ABSTRACT: BACKGROUND: In this study, we addressed whether a single 454 Life Science GS20 sequencing run provides new gene discovery from a normalized cDNA library, and whether the short reads produced via this technology are of value in gene structure annotation. RESULTS: A single 454 GS20 sequencing run on adapter-ligated cDNA, from a normalized cDNA library, generated 292,465 reads that were reduced to 252,384 reads with an average read length of 92 nucleotides after cleaning. After clustering and assembly, a total of 184,599 unique sequences were generated containing over 400 SSRs. The 454 sequences generated hits to more genes than a comparable amount of sequence from MtGI. Although short, the 454 reads are of sufficient length to map to a unique genome location as effectively as longer ESTs produced by conventional sequencing. Functional interpretation of the sequences was carried out by Gene Ontology assignments from matches to Arabidopsis and was shown to cover a broad range of GO categories. 53,796 assemblies and singletons (29%) had no match in the existing MtGI. Within the previously unobserved Medicago transcripts, thousands had matches in a comprehensive protein database and one or more of the TIGR Plant Gene Indices.
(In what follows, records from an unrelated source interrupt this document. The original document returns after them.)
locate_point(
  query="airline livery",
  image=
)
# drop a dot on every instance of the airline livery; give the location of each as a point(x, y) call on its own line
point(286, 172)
Approximately 20% of these novel sequences could be found in the Medicago genome sequence. A total of 70,026 reads generated by the 454 technology were mapped to 785 Medicago finished BACs using PASA and over 1,000 gene models required modification. In parallel to 454 sequencing, 4,445 5-prime reads were generated by conventional sequencing using the same library and from the assembled sequences it was shown to contain about 52% full length cDNAs encoding proteins from 50 to over 500 amino acids in length. CONCLUSIONS: Due to the large number of reads afforded by the 454 DNA sequencing technology, it is effective in revealing the expression of transcripts from a broad range of GO categories and contains many rare transcripts in normalized cDNA libraries, although only a limited portion of their sequence is uncovered. As with longer ESTs, 454 reads can be mapped uniquely onto genomic sequence to provide support for, and modifications of, gene predictions.